In some embodiments, the back face 106 of the baffle vane 102 may include a light absorbing surface. In this way, light which is reflected by front face 104 of one baffle vane 102 may be absorbed by the back face 106 of another baffle vane 102 and not further reflected to the imaging device. A number of different types of light absorbing surfaces may be possible. In some embodiments, the light absorbing surface may be a visible light absorbing surface, an infrared light absorbing surface, an ultraviolet light absorbing surface, an X-ray absorbing surface, or a gamma ray absorbing surface. In some embodiments, the light absorbing surface may be used to absorb wavelengths of certain frequencies of energy depending on the use case of the baffle, such as for an imaging device, an optical communication device, or an optical power transmission device. In some embodiments, the light absorbing surface may be able to absorb light waves having a wavelength which is greater or equal to 3 μm and less than or equal to 5 μm. In some embodiments, the light-absorbing surface may include a black matte finish, which may be utilized to minimize reflections and glare by absorbing visible light. As will be understood by one having ordinary skill in the art, the matte black finish may be applied in a number of ways, including but not limited to painting, powder coating, or anodizing. In some embodiments, the light-absorbing surface may include a multi-layer dielectric coating, which may be designed to absorb specific wavelengths of light while allowing others to pass through. In some embodiments, nanostructured surfaces may be used to enhance light absorption through the manipulation of surface textures at the nanoscale, such as carbon nanotubes.

Each baffle vane 102 may also include a vane opening 108 through which light traveling from the light entry side 132 of the baffle assembly 100 may pass so it may ultimately reach the imaging device. Each vane opening 108 may have a circular shape. However, due to the isometric view in FIGS. 1A and 1B, the vane openings 108 are not depicted as circular. If baffle assembly 100 were viewed perpendicular to the front side 132, each vane opening 108 would appear circular. In some embodiments, each vane opening 108 may have the same shape. However, one having ordinary skill in the art will understand that other vane opening 108 shapes besides circular may be possible. As can also be seen in FIGS. 1A and 1B, each vane opening 108 may have a different size. For example, in some embodiments, the size of the vane openings 108 may decrease as the respective vane baffles 102 get closer to the imaging device side 134 of the baffle assembly 100. In other words, a first baffle vane 102 (1) which is closest to the light entry side 132 of the baffle assembly 100 may have the largest vane opening 108; a second baffle vane 102 (2) which is closer to the imaging device side 134 than the first baffle vane 102 (1) may have a vane opening 108 which is smaller than the vane opening 108 of the first baffle vane 102 (1); a third baffle vane 102 (3) which is closer to the imaging device side 134 than the second baffle vane 102 (2) may have a vane opening 108 which is smaller than the vane opening 108 of the second baffle vane 102 (2); and so on. The vane openings 108 may be any suitable shape. For example, the vane openings 108 may have a circular shape or a polygonal shape. In some embodiments, in the case of circular vane openings 108, the vane openings 108 may define a combined conical-shaped opening for the baffle assembly 100 because they proportionally decrease in size from the light entry side 132 to the imaging device side 134 along an imaging axis 140, which will be defined in further detail below.

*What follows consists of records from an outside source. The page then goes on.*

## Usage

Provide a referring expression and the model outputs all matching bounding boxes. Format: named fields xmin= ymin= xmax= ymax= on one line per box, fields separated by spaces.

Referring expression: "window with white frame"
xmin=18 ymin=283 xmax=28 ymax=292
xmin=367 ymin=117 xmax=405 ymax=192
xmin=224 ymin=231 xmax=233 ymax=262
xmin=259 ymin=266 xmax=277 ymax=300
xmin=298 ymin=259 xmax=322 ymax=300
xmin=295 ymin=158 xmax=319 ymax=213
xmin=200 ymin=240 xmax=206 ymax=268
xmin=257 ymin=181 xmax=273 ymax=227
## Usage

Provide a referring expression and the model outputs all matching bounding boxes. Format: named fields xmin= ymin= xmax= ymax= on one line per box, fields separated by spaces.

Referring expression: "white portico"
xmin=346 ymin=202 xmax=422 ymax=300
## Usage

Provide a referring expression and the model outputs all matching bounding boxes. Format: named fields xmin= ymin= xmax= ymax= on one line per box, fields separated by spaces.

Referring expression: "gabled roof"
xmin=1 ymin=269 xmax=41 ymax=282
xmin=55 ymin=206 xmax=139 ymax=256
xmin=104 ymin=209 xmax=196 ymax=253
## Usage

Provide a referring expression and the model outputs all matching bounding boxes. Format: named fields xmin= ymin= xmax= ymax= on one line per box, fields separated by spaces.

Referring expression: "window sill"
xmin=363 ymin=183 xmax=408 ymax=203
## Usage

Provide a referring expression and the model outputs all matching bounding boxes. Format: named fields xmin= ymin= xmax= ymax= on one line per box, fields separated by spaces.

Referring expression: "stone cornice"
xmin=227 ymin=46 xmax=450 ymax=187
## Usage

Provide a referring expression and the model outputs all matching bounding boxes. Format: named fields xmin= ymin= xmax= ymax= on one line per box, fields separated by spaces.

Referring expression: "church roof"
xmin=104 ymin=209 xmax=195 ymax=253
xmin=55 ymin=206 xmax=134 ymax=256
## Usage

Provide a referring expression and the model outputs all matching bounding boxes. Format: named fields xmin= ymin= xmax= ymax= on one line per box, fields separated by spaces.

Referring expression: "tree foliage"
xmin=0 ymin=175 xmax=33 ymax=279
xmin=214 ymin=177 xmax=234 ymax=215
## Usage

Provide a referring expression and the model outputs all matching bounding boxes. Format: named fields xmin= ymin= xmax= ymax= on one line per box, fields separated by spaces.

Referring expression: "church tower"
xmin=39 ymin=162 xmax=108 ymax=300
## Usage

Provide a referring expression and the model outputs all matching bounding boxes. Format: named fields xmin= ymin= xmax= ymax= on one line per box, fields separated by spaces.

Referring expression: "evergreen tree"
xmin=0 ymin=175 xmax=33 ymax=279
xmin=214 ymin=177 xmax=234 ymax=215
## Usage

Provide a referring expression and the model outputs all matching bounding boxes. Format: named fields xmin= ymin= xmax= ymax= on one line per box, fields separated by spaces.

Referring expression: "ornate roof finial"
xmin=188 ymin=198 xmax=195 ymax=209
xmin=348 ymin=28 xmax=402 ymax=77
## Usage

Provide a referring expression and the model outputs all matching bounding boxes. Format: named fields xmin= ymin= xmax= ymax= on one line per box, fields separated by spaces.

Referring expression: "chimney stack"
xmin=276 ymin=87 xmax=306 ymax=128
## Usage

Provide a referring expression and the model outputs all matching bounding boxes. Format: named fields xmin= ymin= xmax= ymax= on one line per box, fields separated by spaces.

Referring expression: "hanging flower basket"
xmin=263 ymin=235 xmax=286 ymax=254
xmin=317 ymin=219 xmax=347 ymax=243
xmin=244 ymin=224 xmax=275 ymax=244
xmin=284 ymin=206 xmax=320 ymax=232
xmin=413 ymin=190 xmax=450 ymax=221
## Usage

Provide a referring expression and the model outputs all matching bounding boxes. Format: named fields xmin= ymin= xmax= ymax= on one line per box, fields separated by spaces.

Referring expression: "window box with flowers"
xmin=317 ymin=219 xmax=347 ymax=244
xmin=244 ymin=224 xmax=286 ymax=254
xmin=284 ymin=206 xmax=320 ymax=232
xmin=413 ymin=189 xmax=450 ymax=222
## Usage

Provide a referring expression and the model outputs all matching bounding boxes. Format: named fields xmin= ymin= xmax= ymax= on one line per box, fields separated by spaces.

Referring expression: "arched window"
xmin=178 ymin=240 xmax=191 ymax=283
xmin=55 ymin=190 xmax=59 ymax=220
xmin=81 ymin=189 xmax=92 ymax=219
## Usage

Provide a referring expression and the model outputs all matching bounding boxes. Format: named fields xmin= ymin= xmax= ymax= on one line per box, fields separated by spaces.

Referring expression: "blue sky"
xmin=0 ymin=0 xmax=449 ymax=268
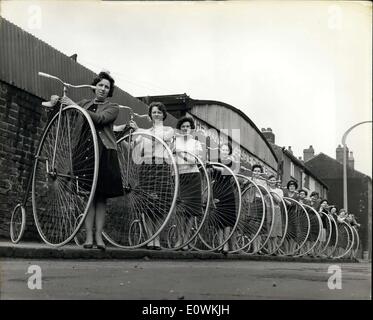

The vane openings 108 may be any suitable size. For example, in some embodiments, the smallest vane opening 108 (i.e., the vane opening 108 of the baffle vane 102 which is closest to the imaging device side 134 of baffle assembly 100 (e.g., baffle vane 102 (6) in FIG. 1B)) may be a circle having a radius of approximately 1 mm, 5, mm, 10 mm, 50 mm, 100 mm, or any size therein, or any other suitable size. In some embodiments, the largest vane opening 108 (i.e., the vane opening 108 of the baffle vane 102 which is closest to the light entry side 132 of baffle assembly 100 (e.g., baffle vane 102 (1) in FIG. 1B)) may be a circle having a radius of approximately 30 mm, 35 mm, 50 mm, 100 mm, 150 mm, or any size therein, or any other suitable size. In some embodiments, the smallest vane opening 108 may be a circle having a radius of greater than or equal to 6 mm, and the largest vane opening 108 may be a circle having a radius of less than or equal to 30 mm.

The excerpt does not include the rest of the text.